The Sea Maidens (1885-6) by Evelyn De Morgan
This painting inspired the Kids in Museums Youth Panel to address the current climate emergency by re-reading the Victorian painting. Bethany Dockery explains…
Objects Declare Emergency is an exhibition curated by the Kids in Museums Youth Panel and other young people’s groups. We are taking objects from various museum collections and reinterpreting them in the light of the current climate crisis. Objects featured so far have ranged from an edible water bottle to eco-warrior helmets and are all shown in our Instagram exhibition @ObjectsDeclareEmergency.
The painting The Sea Maidens shows the mermaids of Hans Christian Andersen’s story The Little Mermaid. In the painting the five sisters of the little mermaid are intertwined with each other and it is debated as to which scene in the story it intends to show. Inspired by the blog post of Dr Melissa Gustin last year, this post takes a new look at Evelyn De Morgan’s The Sea Maidens and how objects can be used in discussing climate change.

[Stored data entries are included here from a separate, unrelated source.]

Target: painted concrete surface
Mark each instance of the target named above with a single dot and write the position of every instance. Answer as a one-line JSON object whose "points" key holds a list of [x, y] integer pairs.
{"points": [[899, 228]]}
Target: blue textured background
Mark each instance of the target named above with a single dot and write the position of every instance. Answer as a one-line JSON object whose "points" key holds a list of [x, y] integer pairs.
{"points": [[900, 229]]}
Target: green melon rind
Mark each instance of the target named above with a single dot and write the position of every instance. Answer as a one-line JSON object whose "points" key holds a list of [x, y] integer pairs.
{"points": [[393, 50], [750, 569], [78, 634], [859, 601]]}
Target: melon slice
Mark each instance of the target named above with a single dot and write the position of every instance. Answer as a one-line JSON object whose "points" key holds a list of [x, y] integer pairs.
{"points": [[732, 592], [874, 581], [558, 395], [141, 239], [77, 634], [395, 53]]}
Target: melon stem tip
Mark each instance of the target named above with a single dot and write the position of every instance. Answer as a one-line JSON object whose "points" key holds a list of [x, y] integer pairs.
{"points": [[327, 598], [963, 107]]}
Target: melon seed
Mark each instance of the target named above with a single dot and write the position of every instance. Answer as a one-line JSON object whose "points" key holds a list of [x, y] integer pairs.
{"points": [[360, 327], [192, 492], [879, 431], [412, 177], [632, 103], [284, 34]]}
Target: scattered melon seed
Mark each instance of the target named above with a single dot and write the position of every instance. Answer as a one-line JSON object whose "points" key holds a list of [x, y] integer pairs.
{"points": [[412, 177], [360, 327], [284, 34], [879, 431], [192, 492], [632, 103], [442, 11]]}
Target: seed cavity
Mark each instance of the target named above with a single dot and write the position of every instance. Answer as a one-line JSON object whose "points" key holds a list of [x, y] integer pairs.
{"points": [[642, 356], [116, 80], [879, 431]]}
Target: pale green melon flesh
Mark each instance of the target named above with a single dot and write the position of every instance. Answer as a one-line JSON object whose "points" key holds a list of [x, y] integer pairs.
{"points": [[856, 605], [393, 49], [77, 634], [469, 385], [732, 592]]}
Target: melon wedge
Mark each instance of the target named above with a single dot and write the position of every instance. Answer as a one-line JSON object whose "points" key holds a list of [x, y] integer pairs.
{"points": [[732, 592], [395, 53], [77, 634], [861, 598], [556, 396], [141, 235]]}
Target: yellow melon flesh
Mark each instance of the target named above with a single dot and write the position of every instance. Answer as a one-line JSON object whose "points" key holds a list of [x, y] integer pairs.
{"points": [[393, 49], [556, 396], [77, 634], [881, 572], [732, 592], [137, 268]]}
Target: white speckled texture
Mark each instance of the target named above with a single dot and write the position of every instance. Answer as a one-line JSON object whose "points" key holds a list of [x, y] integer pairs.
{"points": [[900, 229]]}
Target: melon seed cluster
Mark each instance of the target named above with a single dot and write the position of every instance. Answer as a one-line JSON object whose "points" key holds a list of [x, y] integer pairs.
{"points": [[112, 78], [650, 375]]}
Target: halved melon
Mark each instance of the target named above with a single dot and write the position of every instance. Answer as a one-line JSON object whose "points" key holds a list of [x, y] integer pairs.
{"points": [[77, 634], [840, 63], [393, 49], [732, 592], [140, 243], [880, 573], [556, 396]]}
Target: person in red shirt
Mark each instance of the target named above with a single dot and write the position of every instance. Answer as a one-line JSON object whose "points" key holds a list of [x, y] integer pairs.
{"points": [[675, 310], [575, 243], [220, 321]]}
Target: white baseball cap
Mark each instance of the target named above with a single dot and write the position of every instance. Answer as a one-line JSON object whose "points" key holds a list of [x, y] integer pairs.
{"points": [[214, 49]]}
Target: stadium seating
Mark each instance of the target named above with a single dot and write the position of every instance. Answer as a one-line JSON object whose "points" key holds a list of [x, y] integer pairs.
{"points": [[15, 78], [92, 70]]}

The representation of the ocean in the painting is one way the painting may be ‘declaring emergency’.The ocean takes up a large portion of the image. Since the Industrial Revolution the amount of CO2 in the ocean has increased by 35% due to the burning of fossil fuels. The oceans are impacted heavily by climate change with increasing temperatures, changing currents, and rising sea levels. Eco systems in the ocean are threatened and this can be seen in changes in places such as the Great Barrier Reef.
Looking more directly at the mermaids as the focus of the painting, they are intertwined together, working as one. This could be read as the way humans need to come together as one unit and work together to reverse climate change. The mermaids in Hans Christian Andersen’s story work to save the little mermaid from her fate with the prince and we need to work as one to gain control of the effects we have on the environment.
Finally, we can look at the wider context of the painting and Evelyn herself. Evelyn De Morgan often used her art as a means to show her views on social issues. Her art style is full of symbols and meanings. It’s clear from her work representing the First World War she was a socially conscious woman, and this combined with her husband’s involvement in the Arts and Crafts Movement leads me to believe she would have been passionate about the climate emergency. Looking at this painting with modern readings has revealed layers of meaning that create a new interpretation of this object and its place in a collection such as Objects Declare Emergency.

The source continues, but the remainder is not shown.